Alex Lapides and Mari Figueroa in the control room of the Western Flyer. Photo by Lynne Christianson

Bioluminescence Expedition

This ctenophore, Beroe forskalii, is capable of displaying bright bioluminescence when disturbed. But the rainbow colors seen here are an effect produced from diffraction of light on the jelly’s comb rows. Photo by Steve Haddock
MBARI Expedition #467

Expedition goal: During this cruise, we will conduct ROV and scuba dives to aid our research into the biochemical, physiological, and genetic adaptations that midwater organisms have evolved to help them survive and diversify in the deep sea.

Expedition dates: July 9- 17, 2019

Ship: R/V Western Flyer

Research technology:  ROV Doc Ricketts

Expedition chief scientist: Steven Haddock

For the next eight days, the MBARI Bioluminescence Lab, led by Steve Haddock, will be at sea on the research vessel Western Flyer, exploring the organisms that inhabit the midwater of the Monterey Bay and beyond. We will use remotely operated vehicle Doc Ricketts, along with blue-water scuba diving by several members of our team, to observe and collect organisms from the shallow surface waters to the seafloor.

Most organisms in the ocean are bioluminescent, meaning they make their own light from a chemical reaction. We will use our low-light camera on the ROV for observing and recording bioluminescent behavior in the wild, especially bioluminescence from gelatinous organisms such as ctenophores, medusae, and siphonophores. The biochemical mechanisms that different organisms use to produce their light is part of our research under the MBARI Biodiversity and Biooptics of Zooplankton Project. Also as part of that project, we will look at the genetic diversity of several midwater organisms.
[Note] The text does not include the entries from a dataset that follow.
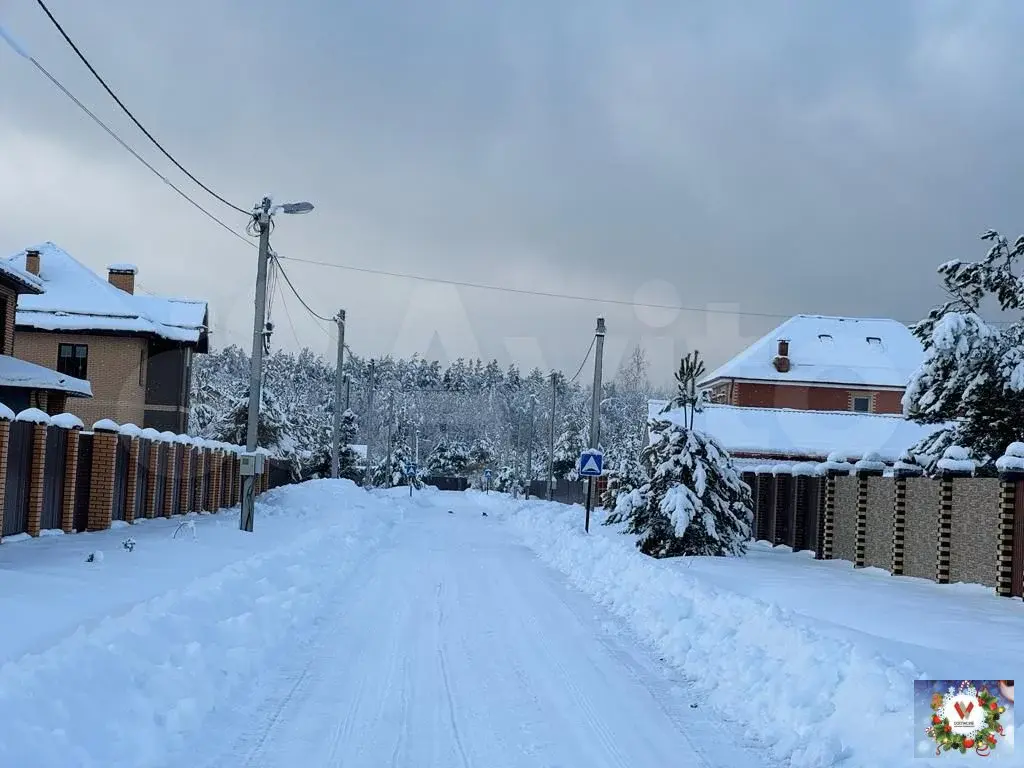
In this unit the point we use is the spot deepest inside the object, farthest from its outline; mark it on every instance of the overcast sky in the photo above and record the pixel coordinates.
(763, 158)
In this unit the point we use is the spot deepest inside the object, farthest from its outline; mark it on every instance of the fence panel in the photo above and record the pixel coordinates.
(83, 481)
(122, 457)
(15, 518)
(53, 477)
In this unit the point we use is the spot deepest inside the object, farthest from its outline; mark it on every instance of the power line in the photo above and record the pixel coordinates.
(297, 295)
(528, 292)
(127, 112)
(20, 51)
(587, 357)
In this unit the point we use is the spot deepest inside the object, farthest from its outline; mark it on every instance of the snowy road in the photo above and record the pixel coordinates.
(453, 645)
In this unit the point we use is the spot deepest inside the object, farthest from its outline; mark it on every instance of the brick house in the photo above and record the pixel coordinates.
(25, 384)
(813, 363)
(135, 350)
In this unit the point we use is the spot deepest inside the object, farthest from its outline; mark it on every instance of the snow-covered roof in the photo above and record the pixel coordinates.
(861, 351)
(75, 298)
(805, 434)
(15, 373)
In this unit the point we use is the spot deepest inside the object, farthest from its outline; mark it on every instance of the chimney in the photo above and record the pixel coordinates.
(123, 276)
(781, 361)
(32, 261)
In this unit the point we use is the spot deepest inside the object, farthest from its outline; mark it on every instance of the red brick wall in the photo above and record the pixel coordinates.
(806, 397)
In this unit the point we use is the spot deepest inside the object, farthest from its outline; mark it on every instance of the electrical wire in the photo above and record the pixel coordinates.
(587, 357)
(121, 141)
(297, 295)
(543, 294)
(127, 112)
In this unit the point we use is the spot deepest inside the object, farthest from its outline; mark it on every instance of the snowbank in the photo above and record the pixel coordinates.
(126, 682)
(813, 695)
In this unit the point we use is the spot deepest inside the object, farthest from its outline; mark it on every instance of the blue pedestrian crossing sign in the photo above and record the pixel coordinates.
(591, 463)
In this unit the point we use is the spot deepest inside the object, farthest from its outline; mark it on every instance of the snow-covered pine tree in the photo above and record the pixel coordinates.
(973, 374)
(695, 502)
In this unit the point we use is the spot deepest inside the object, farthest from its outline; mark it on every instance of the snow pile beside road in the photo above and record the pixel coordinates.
(811, 697)
(125, 689)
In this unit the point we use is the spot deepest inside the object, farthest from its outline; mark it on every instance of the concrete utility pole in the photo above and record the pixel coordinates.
(551, 439)
(262, 219)
(338, 379)
(529, 446)
(367, 477)
(595, 412)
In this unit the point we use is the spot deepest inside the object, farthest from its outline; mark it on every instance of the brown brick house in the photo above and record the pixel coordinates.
(134, 349)
(25, 384)
(814, 363)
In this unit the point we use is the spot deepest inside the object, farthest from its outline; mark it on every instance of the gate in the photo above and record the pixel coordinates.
(53, 478)
(15, 518)
(83, 482)
(142, 480)
(122, 455)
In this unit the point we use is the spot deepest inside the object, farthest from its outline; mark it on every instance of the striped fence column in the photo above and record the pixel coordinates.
(945, 528)
(1010, 486)
(37, 482)
(860, 548)
(71, 480)
(828, 528)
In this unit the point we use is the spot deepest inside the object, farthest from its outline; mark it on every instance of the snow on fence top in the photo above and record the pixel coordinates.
(33, 415)
(956, 459)
(1013, 459)
(67, 421)
(802, 434)
(861, 351)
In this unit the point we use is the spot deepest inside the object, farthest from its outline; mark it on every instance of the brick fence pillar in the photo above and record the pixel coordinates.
(104, 445)
(171, 475)
(71, 481)
(1010, 486)
(132, 482)
(4, 444)
(37, 481)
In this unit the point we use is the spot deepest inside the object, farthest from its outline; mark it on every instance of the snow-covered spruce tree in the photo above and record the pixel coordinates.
(973, 374)
(449, 459)
(695, 502)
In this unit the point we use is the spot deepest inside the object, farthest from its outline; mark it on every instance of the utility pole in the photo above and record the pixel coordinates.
(595, 412)
(262, 219)
(338, 378)
(529, 445)
(367, 477)
(551, 439)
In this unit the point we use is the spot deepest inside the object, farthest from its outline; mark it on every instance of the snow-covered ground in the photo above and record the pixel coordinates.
(811, 658)
(369, 630)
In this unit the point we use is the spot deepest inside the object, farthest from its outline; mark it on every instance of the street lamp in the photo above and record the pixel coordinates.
(262, 214)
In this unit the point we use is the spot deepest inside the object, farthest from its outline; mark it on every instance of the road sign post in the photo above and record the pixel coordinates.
(591, 466)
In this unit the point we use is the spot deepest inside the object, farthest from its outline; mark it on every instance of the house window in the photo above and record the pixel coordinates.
(73, 359)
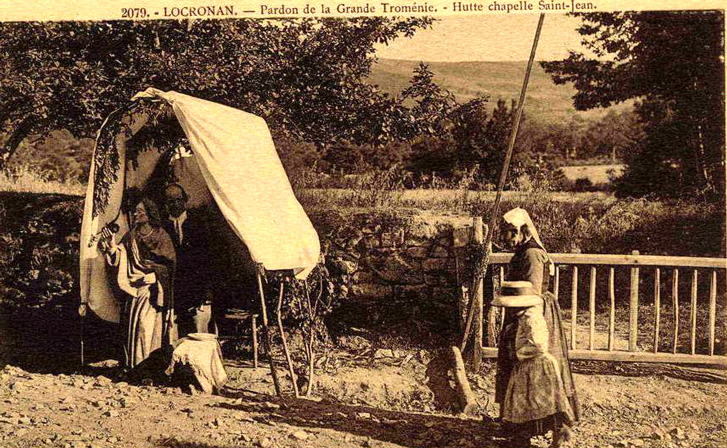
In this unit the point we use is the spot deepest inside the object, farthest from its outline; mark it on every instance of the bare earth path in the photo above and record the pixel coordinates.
(379, 403)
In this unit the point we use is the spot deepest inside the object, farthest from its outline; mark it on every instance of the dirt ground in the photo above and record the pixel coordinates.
(387, 398)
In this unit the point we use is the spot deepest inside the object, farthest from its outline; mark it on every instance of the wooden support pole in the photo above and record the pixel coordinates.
(657, 308)
(634, 308)
(612, 310)
(467, 399)
(693, 310)
(293, 378)
(266, 335)
(254, 341)
(471, 347)
(592, 310)
(556, 285)
(574, 309)
(502, 308)
(712, 311)
(675, 306)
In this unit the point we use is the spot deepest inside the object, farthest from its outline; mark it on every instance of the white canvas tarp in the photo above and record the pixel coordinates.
(239, 163)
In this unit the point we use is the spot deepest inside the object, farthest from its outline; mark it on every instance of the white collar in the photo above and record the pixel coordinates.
(180, 219)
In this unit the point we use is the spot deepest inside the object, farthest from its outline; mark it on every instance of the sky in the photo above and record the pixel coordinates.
(487, 38)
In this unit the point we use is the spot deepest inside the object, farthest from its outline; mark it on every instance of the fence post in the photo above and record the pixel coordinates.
(695, 282)
(634, 308)
(592, 309)
(612, 310)
(574, 308)
(712, 311)
(675, 306)
(657, 308)
(474, 353)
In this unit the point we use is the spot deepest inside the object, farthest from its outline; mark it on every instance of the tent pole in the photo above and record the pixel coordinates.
(285, 343)
(82, 312)
(266, 332)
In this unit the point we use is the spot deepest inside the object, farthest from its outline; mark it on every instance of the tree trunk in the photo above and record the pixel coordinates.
(11, 145)
(702, 172)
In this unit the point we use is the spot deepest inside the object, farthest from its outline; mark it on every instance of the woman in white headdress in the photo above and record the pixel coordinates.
(531, 263)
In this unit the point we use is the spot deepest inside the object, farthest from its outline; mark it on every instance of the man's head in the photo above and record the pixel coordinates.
(515, 228)
(513, 236)
(175, 200)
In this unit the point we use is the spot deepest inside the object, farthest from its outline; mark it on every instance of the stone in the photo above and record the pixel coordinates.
(678, 433)
(338, 266)
(396, 270)
(417, 252)
(440, 252)
(371, 290)
(432, 279)
(389, 239)
(417, 291)
(436, 264)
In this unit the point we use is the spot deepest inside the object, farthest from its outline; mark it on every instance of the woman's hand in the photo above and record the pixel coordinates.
(144, 292)
(150, 278)
(108, 241)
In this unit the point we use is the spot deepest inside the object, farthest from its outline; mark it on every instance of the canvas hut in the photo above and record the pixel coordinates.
(226, 161)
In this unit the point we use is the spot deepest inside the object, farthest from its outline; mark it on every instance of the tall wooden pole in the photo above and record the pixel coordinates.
(466, 399)
(481, 270)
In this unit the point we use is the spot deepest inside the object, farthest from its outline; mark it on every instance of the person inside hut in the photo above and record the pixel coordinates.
(530, 397)
(189, 230)
(145, 258)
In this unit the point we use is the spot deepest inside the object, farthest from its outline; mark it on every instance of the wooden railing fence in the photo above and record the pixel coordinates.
(714, 268)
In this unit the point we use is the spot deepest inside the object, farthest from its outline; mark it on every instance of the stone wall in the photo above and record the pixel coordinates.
(393, 269)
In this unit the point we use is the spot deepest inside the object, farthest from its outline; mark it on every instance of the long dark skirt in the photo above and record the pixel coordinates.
(557, 347)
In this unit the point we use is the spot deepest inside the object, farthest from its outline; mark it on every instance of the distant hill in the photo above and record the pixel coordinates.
(466, 80)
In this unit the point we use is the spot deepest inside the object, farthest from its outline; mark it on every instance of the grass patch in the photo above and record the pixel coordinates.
(26, 180)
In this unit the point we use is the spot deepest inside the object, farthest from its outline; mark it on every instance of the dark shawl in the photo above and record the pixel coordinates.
(157, 254)
(530, 263)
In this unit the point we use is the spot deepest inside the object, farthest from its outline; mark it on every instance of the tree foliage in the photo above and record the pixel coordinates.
(673, 64)
(305, 77)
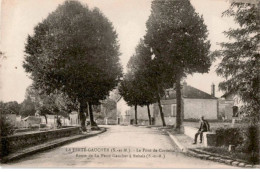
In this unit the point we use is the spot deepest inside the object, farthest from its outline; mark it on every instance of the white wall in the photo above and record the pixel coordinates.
(194, 108)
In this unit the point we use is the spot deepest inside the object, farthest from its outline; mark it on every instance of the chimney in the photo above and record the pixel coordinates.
(213, 89)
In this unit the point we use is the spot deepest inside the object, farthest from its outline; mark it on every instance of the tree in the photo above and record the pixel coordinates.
(27, 108)
(128, 91)
(240, 57)
(12, 107)
(52, 104)
(150, 77)
(75, 51)
(177, 35)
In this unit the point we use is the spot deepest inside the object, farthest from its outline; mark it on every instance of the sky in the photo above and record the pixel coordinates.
(19, 17)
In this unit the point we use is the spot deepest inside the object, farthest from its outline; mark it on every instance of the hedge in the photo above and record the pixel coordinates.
(245, 140)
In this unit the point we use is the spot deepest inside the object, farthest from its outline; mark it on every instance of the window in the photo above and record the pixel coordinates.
(173, 110)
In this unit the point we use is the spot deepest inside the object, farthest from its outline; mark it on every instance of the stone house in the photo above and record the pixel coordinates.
(229, 105)
(142, 115)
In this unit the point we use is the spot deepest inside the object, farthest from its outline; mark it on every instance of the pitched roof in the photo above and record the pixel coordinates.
(188, 92)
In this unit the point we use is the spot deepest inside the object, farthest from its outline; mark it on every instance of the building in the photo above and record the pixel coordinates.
(195, 103)
(142, 115)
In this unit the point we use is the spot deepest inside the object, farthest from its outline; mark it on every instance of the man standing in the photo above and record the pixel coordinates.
(204, 127)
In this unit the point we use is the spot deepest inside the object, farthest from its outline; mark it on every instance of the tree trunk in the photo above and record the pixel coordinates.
(82, 116)
(93, 124)
(136, 114)
(160, 109)
(178, 101)
(149, 115)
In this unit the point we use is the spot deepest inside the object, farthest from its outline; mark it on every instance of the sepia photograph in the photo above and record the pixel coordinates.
(147, 84)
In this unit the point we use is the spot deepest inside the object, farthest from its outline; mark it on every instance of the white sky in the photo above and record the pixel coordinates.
(19, 17)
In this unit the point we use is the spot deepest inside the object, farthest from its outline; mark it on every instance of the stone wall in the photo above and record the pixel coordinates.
(195, 108)
(209, 138)
(14, 143)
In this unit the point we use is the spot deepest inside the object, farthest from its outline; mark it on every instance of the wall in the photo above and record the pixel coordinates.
(142, 112)
(14, 143)
(194, 108)
(226, 108)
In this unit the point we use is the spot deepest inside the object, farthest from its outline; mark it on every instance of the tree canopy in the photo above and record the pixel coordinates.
(177, 36)
(74, 50)
(240, 62)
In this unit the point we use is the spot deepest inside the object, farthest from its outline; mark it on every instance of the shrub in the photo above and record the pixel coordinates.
(5, 126)
(246, 140)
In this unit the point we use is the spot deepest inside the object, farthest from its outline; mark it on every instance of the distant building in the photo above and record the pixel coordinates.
(195, 103)
(229, 105)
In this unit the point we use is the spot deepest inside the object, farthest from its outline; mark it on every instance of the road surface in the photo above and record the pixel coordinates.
(120, 146)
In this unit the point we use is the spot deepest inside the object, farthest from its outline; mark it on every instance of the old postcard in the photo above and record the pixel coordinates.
(130, 83)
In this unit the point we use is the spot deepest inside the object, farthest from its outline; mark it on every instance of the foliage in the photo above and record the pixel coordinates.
(11, 107)
(27, 108)
(177, 36)
(240, 57)
(6, 127)
(246, 140)
(74, 50)
(53, 103)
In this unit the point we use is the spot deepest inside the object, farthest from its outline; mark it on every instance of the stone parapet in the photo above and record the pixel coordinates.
(14, 143)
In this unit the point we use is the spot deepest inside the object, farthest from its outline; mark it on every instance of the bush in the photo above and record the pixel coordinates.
(245, 139)
(5, 126)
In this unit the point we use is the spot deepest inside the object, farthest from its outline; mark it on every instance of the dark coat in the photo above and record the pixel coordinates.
(204, 126)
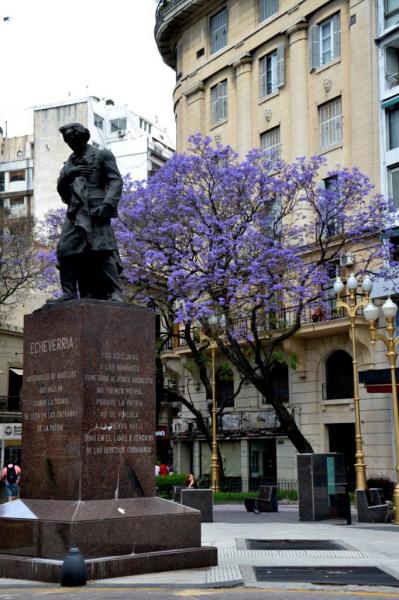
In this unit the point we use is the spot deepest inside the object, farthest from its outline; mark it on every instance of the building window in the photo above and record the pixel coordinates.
(267, 8)
(392, 66)
(17, 175)
(225, 387)
(393, 183)
(391, 245)
(391, 12)
(98, 121)
(219, 102)
(392, 127)
(271, 71)
(325, 42)
(218, 27)
(339, 376)
(330, 123)
(270, 141)
(117, 125)
(279, 384)
(331, 224)
(145, 125)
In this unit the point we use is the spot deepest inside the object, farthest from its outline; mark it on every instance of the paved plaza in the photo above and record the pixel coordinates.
(237, 535)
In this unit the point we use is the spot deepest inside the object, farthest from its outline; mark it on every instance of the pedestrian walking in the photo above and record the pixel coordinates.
(11, 475)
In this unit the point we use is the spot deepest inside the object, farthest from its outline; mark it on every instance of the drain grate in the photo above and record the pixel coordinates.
(293, 545)
(327, 575)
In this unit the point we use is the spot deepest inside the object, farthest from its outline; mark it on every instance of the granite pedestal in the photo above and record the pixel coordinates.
(88, 451)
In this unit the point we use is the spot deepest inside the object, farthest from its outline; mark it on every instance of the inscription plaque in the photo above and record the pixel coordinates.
(88, 402)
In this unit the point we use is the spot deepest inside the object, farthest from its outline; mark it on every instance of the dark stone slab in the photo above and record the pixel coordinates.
(371, 513)
(202, 500)
(327, 575)
(48, 528)
(319, 477)
(34, 569)
(88, 402)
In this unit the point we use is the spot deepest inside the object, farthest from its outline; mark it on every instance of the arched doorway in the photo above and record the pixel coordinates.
(339, 376)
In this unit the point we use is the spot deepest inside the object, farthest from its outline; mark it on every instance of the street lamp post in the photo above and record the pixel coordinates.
(391, 342)
(215, 468)
(351, 308)
(214, 323)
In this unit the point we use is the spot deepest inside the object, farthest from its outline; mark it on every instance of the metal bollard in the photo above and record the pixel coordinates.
(73, 572)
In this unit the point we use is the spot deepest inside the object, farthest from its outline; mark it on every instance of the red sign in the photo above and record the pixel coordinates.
(162, 432)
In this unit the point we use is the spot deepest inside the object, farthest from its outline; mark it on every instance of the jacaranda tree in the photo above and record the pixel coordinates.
(240, 249)
(20, 265)
(245, 245)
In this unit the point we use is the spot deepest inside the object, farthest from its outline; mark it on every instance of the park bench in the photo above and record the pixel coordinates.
(265, 502)
(200, 499)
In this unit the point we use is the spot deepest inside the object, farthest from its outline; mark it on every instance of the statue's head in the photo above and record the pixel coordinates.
(75, 135)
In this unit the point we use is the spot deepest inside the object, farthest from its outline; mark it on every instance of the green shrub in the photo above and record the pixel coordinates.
(382, 482)
(287, 495)
(165, 483)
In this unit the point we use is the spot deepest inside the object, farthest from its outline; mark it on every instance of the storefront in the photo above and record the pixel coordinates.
(10, 443)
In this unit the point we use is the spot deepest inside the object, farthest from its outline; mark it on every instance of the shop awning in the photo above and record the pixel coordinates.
(19, 372)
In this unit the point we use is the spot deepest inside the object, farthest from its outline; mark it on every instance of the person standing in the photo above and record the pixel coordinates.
(87, 252)
(11, 475)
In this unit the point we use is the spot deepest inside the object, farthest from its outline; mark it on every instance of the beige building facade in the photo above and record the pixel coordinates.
(303, 78)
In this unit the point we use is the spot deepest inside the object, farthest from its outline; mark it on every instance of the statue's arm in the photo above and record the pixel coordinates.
(114, 179)
(64, 183)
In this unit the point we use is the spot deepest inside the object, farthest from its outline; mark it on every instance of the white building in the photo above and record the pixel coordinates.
(139, 145)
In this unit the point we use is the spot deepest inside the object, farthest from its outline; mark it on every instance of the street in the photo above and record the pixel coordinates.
(97, 592)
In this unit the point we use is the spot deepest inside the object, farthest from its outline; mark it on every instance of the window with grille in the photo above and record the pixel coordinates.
(17, 175)
(325, 42)
(391, 56)
(393, 127)
(218, 27)
(330, 123)
(391, 12)
(117, 125)
(267, 8)
(393, 182)
(98, 121)
(271, 71)
(219, 102)
(270, 140)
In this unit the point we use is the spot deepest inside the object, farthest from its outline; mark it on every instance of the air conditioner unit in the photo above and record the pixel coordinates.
(347, 260)
(176, 427)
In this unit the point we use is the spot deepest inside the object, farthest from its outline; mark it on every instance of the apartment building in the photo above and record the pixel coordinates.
(304, 78)
(29, 167)
(140, 146)
(16, 192)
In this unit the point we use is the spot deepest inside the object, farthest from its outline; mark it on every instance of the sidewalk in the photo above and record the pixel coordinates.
(360, 545)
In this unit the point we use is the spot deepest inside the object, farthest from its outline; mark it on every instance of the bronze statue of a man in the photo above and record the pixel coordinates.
(91, 185)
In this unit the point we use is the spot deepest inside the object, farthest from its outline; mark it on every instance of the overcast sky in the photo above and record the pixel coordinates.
(53, 49)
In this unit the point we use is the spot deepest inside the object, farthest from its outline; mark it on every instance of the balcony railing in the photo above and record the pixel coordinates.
(279, 320)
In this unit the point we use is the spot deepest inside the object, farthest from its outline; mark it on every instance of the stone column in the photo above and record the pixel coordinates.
(195, 109)
(298, 79)
(243, 68)
(244, 465)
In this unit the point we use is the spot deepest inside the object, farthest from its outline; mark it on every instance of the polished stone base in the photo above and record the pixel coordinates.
(125, 536)
(41, 569)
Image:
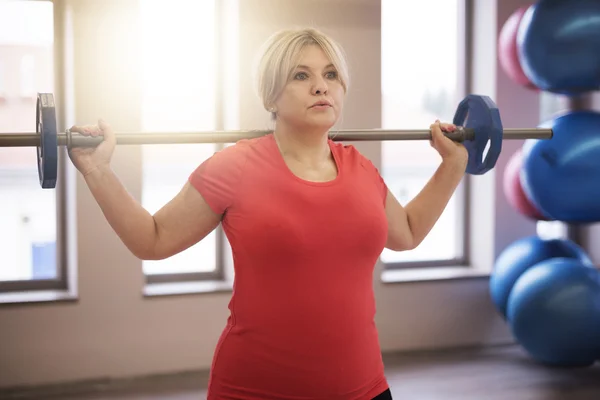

Our goal is to understand how organisms of different species are related to one another, and how the genetics of a single species varies within a population.

Of particular interest to many of us are ctenophores, also known as comb jellies. Not only are most comb jellies bioluminescent, but various species can be found from the (relatively) warm surface waters with low hydrostatic pressure, all the way down to the low temperature, high-pressure environment of the deep seafloor. How different species of ctenophores have evolved to live and thrive under great differences in pressure and temperature is a focus of investigation for our NSF-funded DEEPC Project (DEEPC stands for “Diversity, Ecology, and EcoPhysiology of Ctenophores”).

About Biodiversity and Biooptics 2019 Expedition

July 9-17, 2019 – The Bioluminescence Lab will conduct ROV and scuba dives to study the biochemical, physiological, and genetic adaptations that midwater organisms have evolved to survive and diversify in the deep sea.